One of the hardest things for me has been explaining to friends and family just how bad HG is. Some have given the usual "crackers and ginger ale" suggestion (which is useless for a mom with HG), only to realize as I'm attempting a phone call with them that I'm actually having to pause in the conversation to vomit. Others say they want to help, but ask what I need. I need to stop vomiting! My house and life are so out of control at times that I don't know which end is up, and I'm unable to coordinate volunteers. The friend who has been the most help was one who didn't ask and just did, who showed up one morning to take my daughter to school, informed me that she would see me at the end of the school day, and has chauffered my daughter to and from school for the better part of two months, even though it's out of her way to do so. Others have taken my two older kids for the weekend, leaving me with the more easily managed youngest, who could be gated into a room with me with a selection of videos.

::: Depression :::

Perhaps the hardest part of having HG for me has been how utterly depressed I am. I can't drive at all, because merely backing the car out of the driveway will often have me vomiting. I ride along in the passenger seat when I do get out with my bucket clutched firmly in front of me. My bucket has gone everywhere with me: doctor's waiting rooms, my parents' house, even over to my son's daycare across the street to pick him up, because I'm afraid I will vomit in a friend's house, or in a doctor's office. At least one of my children has been vomited ON as I attempted a particularly messy clean-up when he had a stomach bug.

But the worst part is that I feel like a failure. I can't take care of my children properly. I can't get down on the floor and move around and play with them, and most days, if I make it from my bed to the couch next to my computer, I'm having a good day. My oldest, Beanie, claims to understand, but how can she? For two months, we've done no craft projects, and many times, even a game of checkers in bed is more than I can handle. My husband is frustrated by my inability to get around and do simple tasks like grocery shopping and banking and cooking dinner, and my friends go without so much as a phone call.

On top of it all are many doctors who either don't know or don't believe HG is a condition. One on-call doctor returned my call letting them know I wasn't keeping anything down by telling me to lay in bed and "don't move [my] head." Well, that's handy. How do I keep an eye on my kids? Or go to the bathroom?
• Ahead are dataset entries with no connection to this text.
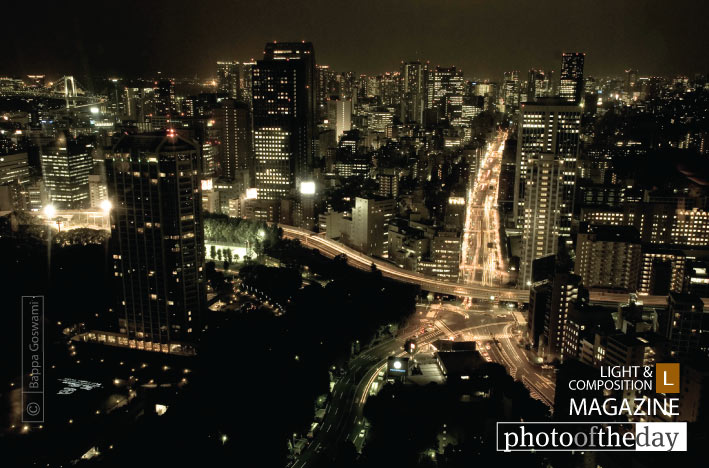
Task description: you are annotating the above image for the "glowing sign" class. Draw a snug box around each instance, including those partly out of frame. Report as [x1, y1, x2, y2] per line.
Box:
[57, 377, 103, 395]
[300, 182, 315, 195]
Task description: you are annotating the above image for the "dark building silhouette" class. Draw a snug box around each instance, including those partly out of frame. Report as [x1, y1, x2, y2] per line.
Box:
[559, 52, 586, 104]
[252, 42, 317, 200]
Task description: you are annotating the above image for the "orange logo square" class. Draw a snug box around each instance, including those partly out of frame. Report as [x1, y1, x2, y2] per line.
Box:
[655, 363, 679, 393]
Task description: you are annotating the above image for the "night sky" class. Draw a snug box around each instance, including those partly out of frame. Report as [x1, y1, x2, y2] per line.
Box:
[5, 0, 709, 79]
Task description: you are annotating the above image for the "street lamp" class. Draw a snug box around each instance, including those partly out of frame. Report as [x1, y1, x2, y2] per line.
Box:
[101, 200, 113, 214]
[44, 205, 57, 220]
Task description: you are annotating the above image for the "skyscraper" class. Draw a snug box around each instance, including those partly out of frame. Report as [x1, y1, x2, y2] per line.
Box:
[426, 67, 465, 119]
[400, 62, 426, 123]
[106, 131, 206, 353]
[518, 153, 563, 286]
[327, 98, 352, 139]
[214, 99, 253, 180]
[252, 42, 316, 200]
[40, 133, 93, 210]
[153, 79, 177, 117]
[513, 98, 581, 236]
[559, 52, 586, 104]
[217, 61, 240, 99]
[502, 70, 520, 112]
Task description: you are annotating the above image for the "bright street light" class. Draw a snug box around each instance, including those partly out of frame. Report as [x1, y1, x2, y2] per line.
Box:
[44, 205, 57, 219]
[101, 200, 113, 213]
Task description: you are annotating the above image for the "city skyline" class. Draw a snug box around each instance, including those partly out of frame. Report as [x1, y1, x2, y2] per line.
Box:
[0, 0, 709, 80]
[0, 0, 709, 468]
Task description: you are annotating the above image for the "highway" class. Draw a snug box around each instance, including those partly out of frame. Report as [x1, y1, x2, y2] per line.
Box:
[279, 224, 684, 306]
[290, 305, 512, 468]
[460, 131, 507, 286]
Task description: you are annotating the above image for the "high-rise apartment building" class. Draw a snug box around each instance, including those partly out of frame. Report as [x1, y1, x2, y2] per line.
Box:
[40, 133, 93, 210]
[518, 153, 564, 287]
[502, 70, 520, 112]
[559, 52, 586, 104]
[513, 98, 581, 236]
[217, 61, 240, 99]
[400, 62, 426, 123]
[352, 197, 396, 257]
[214, 99, 253, 180]
[106, 132, 206, 354]
[665, 292, 709, 357]
[252, 42, 316, 200]
[574, 225, 642, 292]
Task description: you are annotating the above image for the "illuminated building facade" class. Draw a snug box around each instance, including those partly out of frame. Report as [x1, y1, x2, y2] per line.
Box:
[214, 99, 253, 180]
[559, 52, 586, 104]
[106, 133, 206, 353]
[40, 134, 93, 210]
[513, 98, 581, 236]
[519, 153, 564, 286]
[252, 42, 316, 200]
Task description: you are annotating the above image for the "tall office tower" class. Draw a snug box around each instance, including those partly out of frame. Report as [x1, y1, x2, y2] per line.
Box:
[239, 61, 256, 103]
[379, 72, 399, 106]
[40, 133, 93, 210]
[252, 42, 317, 200]
[315, 65, 335, 122]
[518, 153, 564, 287]
[513, 98, 581, 236]
[502, 70, 520, 112]
[625, 68, 638, 94]
[559, 52, 586, 104]
[377, 167, 399, 198]
[217, 62, 240, 99]
[526, 68, 553, 102]
[327, 98, 352, 140]
[543, 271, 583, 360]
[0, 150, 30, 184]
[153, 79, 177, 119]
[352, 197, 396, 257]
[106, 131, 206, 353]
[426, 67, 465, 119]
[665, 292, 709, 358]
[527, 252, 585, 360]
[214, 99, 253, 180]
[400, 62, 425, 123]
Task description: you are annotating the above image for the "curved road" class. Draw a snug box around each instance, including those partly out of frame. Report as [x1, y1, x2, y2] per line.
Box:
[279, 224, 688, 306]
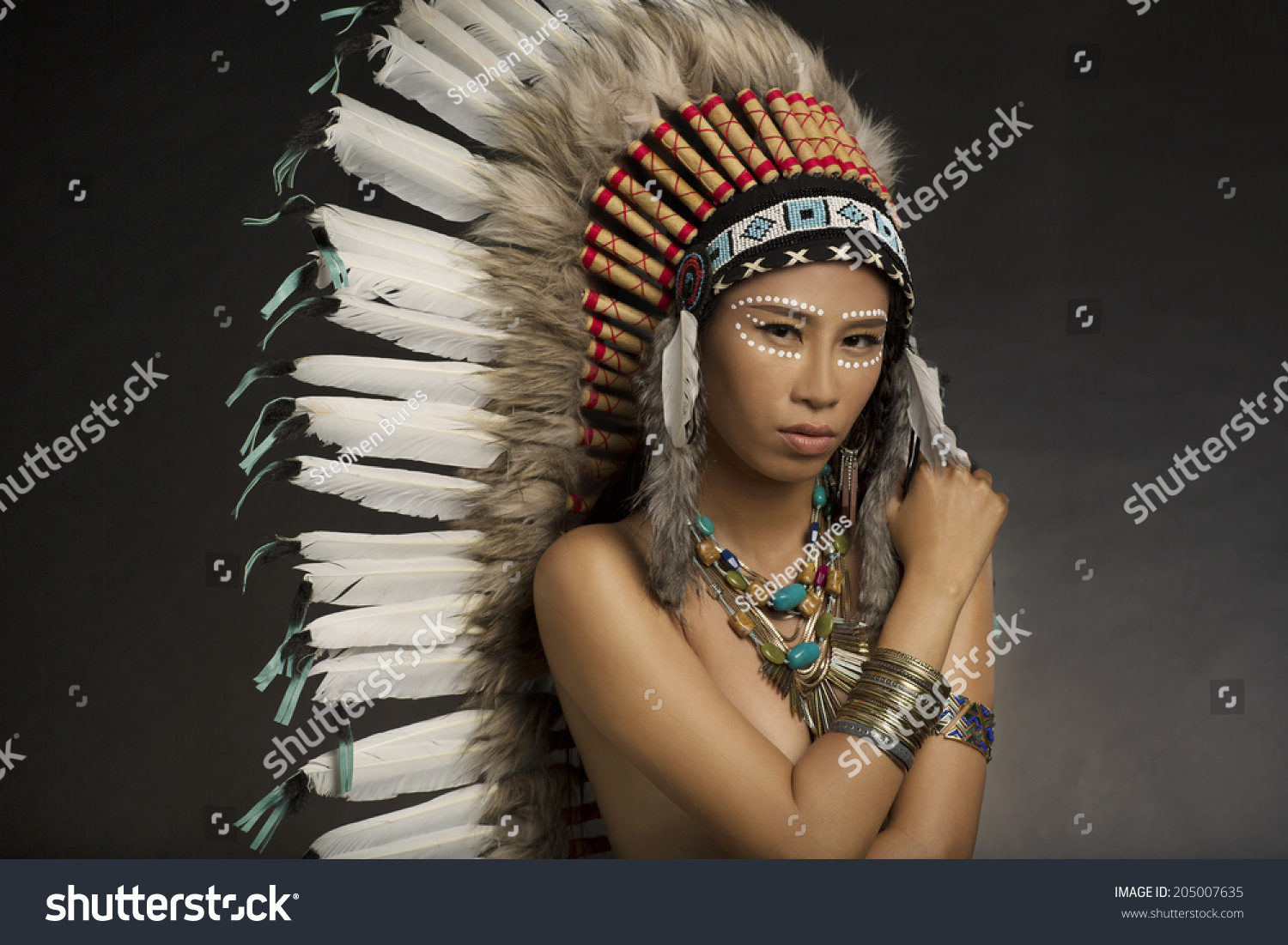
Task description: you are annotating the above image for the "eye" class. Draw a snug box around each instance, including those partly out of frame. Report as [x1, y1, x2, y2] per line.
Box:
[757, 322, 801, 339]
[844, 331, 885, 348]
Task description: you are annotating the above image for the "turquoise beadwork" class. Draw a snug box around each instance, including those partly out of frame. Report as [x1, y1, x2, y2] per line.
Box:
[773, 585, 805, 610]
[787, 640, 819, 669]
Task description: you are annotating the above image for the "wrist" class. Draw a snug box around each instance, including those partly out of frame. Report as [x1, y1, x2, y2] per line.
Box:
[899, 566, 974, 610]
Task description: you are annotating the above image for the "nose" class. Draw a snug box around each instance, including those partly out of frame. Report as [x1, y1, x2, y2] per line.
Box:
[793, 336, 841, 411]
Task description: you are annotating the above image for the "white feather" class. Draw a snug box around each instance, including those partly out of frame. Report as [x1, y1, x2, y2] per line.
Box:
[295, 528, 483, 561]
[306, 203, 487, 281]
[371, 26, 504, 147]
[295, 558, 482, 607]
[484, 0, 574, 43]
[313, 784, 497, 859]
[325, 93, 487, 221]
[291, 354, 492, 407]
[301, 710, 487, 801]
[662, 309, 698, 448]
[295, 397, 502, 469]
[311, 250, 484, 318]
[291, 456, 489, 522]
[394, 0, 519, 82]
[309, 649, 478, 702]
[434, 0, 550, 79]
[904, 350, 970, 470]
[327, 290, 509, 362]
[304, 595, 481, 651]
[322, 824, 495, 860]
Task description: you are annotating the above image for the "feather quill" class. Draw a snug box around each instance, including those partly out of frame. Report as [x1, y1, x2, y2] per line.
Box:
[904, 349, 970, 470]
[304, 595, 482, 651]
[301, 710, 487, 801]
[291, 354, 492, 407]
[291, 456, 489, 522]
[304, 203, 487, 281]
[325, 93, 486, 223]
[295, 530, 483, 561]
[312, 250, 484, 318]
[434, 0, 550, 79]
[394, 0, 519, 82]
[662, 309, 698, 448]
[309, 651, 478, 702]
[321, 824, 492, 860]
[295, 558, 482, 607]
[295, 397, 502, 469]
[368, 26, 502, 147]
[326, 291, 509, 362]
[313, 784, 496, 859]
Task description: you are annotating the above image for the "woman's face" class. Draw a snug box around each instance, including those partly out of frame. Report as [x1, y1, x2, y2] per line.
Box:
[701, 263, 890, 482]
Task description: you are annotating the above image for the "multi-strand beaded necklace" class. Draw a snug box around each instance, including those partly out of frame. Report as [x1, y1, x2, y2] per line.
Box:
[690, 465, 868, 738]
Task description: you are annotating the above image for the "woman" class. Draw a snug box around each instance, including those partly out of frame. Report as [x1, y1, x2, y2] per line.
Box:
[535, 255, 1006, 857]
[229, 0, 1005, 857]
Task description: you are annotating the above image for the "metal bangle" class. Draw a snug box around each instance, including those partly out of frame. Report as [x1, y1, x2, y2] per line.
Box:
[872, 646, 943, 680]
[829, 718, 914, 772]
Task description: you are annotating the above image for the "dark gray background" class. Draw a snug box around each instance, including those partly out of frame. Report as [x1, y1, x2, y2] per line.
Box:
[0, 0, 1288, 857]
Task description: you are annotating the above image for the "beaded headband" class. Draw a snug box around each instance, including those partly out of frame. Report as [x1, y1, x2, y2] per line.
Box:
[581, 89, 914, 342]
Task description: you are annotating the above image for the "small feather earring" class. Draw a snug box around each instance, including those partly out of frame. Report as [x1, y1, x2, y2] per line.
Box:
[662, 309, 698, 450]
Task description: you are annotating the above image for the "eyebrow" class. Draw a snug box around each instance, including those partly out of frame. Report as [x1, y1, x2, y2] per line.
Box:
[747, 309, 888, 329]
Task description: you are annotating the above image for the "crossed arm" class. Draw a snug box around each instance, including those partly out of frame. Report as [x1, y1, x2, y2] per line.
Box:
[533, 530, 992, 859]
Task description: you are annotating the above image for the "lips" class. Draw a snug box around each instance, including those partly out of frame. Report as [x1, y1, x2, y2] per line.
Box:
[778, 424, 836, 456]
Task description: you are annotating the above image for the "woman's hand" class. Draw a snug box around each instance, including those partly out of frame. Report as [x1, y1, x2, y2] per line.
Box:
[886, 456, 1009, 602]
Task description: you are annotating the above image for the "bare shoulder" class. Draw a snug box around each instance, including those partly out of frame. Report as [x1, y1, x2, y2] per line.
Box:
[532, 517, 656, 649]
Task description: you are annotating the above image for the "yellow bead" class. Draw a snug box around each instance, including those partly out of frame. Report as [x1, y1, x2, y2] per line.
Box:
[760, 644, 787, 663]
[729, 610, 755, 638]
[796, 587, 823, 617]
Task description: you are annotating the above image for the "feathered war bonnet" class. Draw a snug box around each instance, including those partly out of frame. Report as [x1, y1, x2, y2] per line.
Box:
[229, 0, 969, 857]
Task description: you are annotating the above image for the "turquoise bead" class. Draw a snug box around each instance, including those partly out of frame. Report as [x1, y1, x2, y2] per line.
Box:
[787, 640, 818, 669]
[775, 585, 805, 610]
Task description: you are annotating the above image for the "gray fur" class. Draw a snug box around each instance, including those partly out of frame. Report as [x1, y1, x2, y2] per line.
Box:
[433, 0, 907, 857]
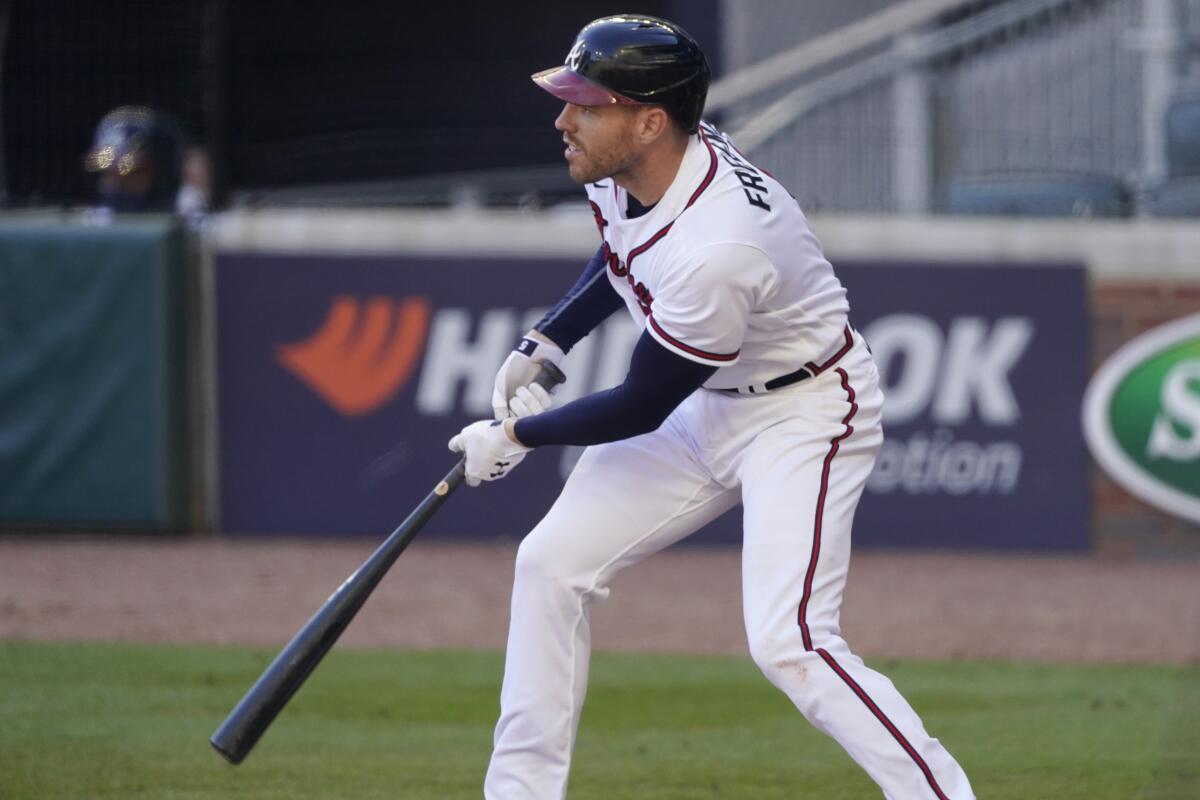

::: An End to My Rambling :::

I know something now that I'm very glad that I didn't know when I was pregnant with my three children: the difference between "morning sickness" and HG. Morning sickness is a truly awful experience that was nearly unbearable at the time. It's named incorrectly, and is frustrating. However, hyperemesis is hell on earth, plain and simple. I have no doubt in my mind that I will volunteer as a buddy on the HER forums when my stint is done, providing whatever sympathetic ear I can to other moms going through the same thing. The one thing that I hope anyone bothering to read through this takes away is how severe this condition can be. I'm one of the lucky ones: I don't have a PICC line for fluids; I get them only on occasion when I know I'm severely dehydrated. I've found a medication that gets me to a manageable level where I can keep some food and liquids down. There are many more moms out there who aren't as lucky as I am, who are getting hyperalimentation for nutrition, and spend nine solid months doing nothing but vomiting with no relief in sight other than delivery. As scary as it's been for me the days where I can't even keep down a sip of water, I've had success in treatment, and many others don't. And morning sickness just doesn't compare, having been in both situations myself.